30 August, 2022 | Pranay Lad

Jaishankar Headlines

The status of the border will decide the health of the India-China relationship, External Affairs Minister S Jaishankar said on Monday, emphasising the importance of ties based on mutual sensitivit...

The status of the border will decide the health of the India-China relationship, External Affairs Minister S Jaishankar said on Monday, emphasising the importance of ties based on mutual sensitivity, mutual respect, and mutual interest.

The foreign minister’s remarks came amid a prolonged military standoff between the two nations at a series of flashpoints in eastern Ladakh.

In his speech at the founding of the Asia Society Policy Institute, Jaishankar stated that much of Asia’s future rests on how ties between India and China evolve in the near future and that the region lacks any kind of agreed architecture.

“For relationships to return to a good trajectory and be durable,” he stated, “they must be founded on three mutuals: mutual sensitivity, mutual respect, and mutual interest.”

“Of course, you are all aware of their current situation. I’ll just say it again: the status of the border determines the state of the relationship “He said.

For almost two years, Indian and Chinese forces have been locked in a stalemate at a series of flashpoints in eastern Ladakh.

Despite the fact that the two sides disengaged in various regions of the region as a consequence of high-level military negotiations, there has been no substantial breakthrough.

In terms of the larger vision for Asia, Jaishankar believes that a limited “Asian nationalism” is really detrimental to the continent’s interests.

“Asia would want to profit from the open doors of other areas precisely because it is so vibrant and inventive. That cannot possibly be a one-way street “He said.

China has grown increasingly wary of the Quad, which consists of India, the United States, Australia, and Japan.

“Developing even a fundamental strategic agreement in Asia is plainly a daunting challenge.
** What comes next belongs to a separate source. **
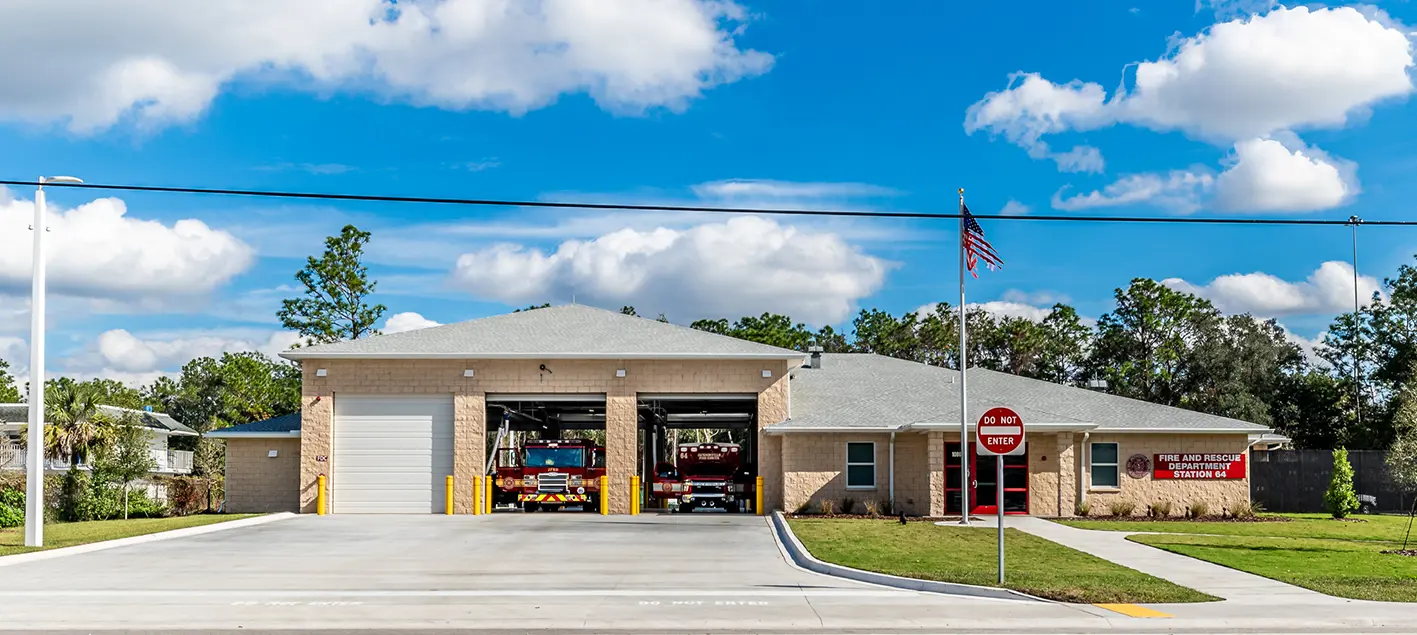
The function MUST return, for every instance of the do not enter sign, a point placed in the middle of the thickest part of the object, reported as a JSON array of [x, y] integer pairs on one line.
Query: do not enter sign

As the international order changes, the desire to selectively maintain components of the 1945 scenario while modifying others – as seen in the UN – complicates global politics “According to Jaishankar.

He stated that there are resident powers in Asia, such as the United States, as well as nearby ones, such as Australia, that have legitimate interests in the continent.

“Their participation is also critical to preserving the global commons. The universalist vision of India, embodied in the belief in the world as a family, urges it to move beyond exclusivist methods “He stated.

In relation to the Bandung Conference’s “Asia for Asians” approach, he stated that it was fostered by political romanticism, which was quickly debunked.

According to Jaishankar, a unified front works when individuals are confident in the goal, which necessitates at least a reasonable level of mutual trust.

“Even in the past, this was a difficult hurdle to overcome. It is undeniably more challenging now. Asia for Asians is an attitude that has previously been pushed, even in our own nation, by political romanticism “He stated.

“The Bandung spirit, on the other hand, was confronted with reality within its first decade. Indeed, history has shown that Asians are second to none when it comes to realpolitik “He noticed.

The Bandung Conference of 1955, attended by India, Pakistan, Burma, Ceylon (now Sri Lanka), and other countries, was regarded as a major initiative because the leaders of the participating countries agreed on peaceful coexistence and freedom from the hegemony of the superpowers against the backdrop of the Cold War between the United States and the Soviet Union.

According to Jaishankar, the “three shocks” of the Covid epidemic, the Ukraine crisis, and weather disruptions are all influencing the evolution of the Asian economy.

“Together, they create a compelling argument for more growth engines and durable and dependable supply chains,” he added.